Farmer/Veteran was made by a trio of talented young filmmakers: Alix Blair documented the lives of women in southwestern Uganda for her Master’s work at Duke University; Jeremy Lange has been a photographer and cinematographer whose past film and video work includes the Peabody Award-winning television show A Chef’s Life and the documentary film Private Violence; and co-director D.L. Anderson‘s past work includes Mr. Percy’s Run, a profile of moonshine kingpin and avid fox hunter Percy Flowers, and Cook School, a behind-the-bars look at the only culinary program for prisoners in North Carolina. Each brings their unique background and cinematic eyes to the table for this very human portrait of a veteran coping with PTSD after three combat tours of duty in Iraq. Farmer/Veteran premieres on Independent Lens on PBS Monday, May 22 [check local listings].
“Alex’s story is important for civilians because it shows that there are men and women who served our country but aren’t being taken care of when they return. This film is beautiful, and terrifying… The film has strengthened my resolve to help our veterans build a life for themselves and their families.” — Chris Burch, Former US Army Special Forces, Co-founder Team Vetscape
The filmmakers talked to us about making this “unflinching and occasionally unsettling” film (Jon Kieran, New Orleans Film Festival), how they got Alex and Jessica to trust them enough to capture the intimate details of their up-and-down lives, and why combat veteran Alex seems to not be getting the care that he needs. (Answers are collectively from the filmmaking team except where noted.)
What led you to want to make a film about veterans, and Alex Sutton’s story in particular?
We started looking into the stories of returning active duty military and veterans after realizing that we had no direct connection to the wars being fought in the name of our country. We felt a real disconnect with those serving in combat. We felt it was our responsibility as citizens to gain a better understanding of what it takes to fight in a war and what the long term consequences are on individuals from those battles.
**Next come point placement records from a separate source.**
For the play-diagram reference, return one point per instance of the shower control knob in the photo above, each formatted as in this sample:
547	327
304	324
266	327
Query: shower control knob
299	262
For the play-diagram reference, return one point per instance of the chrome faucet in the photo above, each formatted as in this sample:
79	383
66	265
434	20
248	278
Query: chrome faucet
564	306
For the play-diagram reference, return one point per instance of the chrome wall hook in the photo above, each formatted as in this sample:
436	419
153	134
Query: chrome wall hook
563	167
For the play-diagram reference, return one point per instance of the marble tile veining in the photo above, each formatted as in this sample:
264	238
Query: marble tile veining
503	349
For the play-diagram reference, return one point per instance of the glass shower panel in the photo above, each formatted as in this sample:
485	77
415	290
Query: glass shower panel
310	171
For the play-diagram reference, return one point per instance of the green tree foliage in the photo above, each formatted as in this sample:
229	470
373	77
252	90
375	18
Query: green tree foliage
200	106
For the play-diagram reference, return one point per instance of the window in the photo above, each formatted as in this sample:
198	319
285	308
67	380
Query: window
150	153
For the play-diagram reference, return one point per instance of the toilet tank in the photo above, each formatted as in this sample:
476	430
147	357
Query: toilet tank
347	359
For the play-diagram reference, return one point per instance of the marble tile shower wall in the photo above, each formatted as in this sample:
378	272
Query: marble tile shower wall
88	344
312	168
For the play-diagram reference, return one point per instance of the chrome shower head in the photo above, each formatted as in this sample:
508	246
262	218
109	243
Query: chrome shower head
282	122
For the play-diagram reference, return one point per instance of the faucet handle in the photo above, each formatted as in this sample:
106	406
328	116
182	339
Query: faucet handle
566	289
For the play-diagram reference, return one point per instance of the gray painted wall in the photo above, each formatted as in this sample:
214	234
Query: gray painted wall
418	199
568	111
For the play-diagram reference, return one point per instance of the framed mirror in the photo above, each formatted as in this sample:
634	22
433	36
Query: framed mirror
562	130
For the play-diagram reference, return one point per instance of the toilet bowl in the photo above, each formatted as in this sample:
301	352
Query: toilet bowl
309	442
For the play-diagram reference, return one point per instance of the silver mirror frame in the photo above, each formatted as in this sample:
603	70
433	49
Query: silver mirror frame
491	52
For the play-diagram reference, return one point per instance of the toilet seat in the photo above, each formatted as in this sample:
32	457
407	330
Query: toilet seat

Veterans are a minority population in our country, making up less than 1% of our population.
We originally set out to explore the therapeutic potential of agriculture for wounded combat veterans, specifically stories of healing and the experience of reintegrating into civilian culture after years in combat. We met Alex Sutton and he was in love—with beginning his farm and with his girlfriend, Jessica. That love was contagious and we were excited to tell a story of new purpose.
However, as time passed, we realized we were inside a very different story. It was one that had a lot more to do with the insidious constancy of trauma and offered us a much rawer understanding of what the burden of war looks like on an individual level. We suddenly saw up close the faces of a family we knew must be like so many other families who were unseen in their own complex, everyday struggles.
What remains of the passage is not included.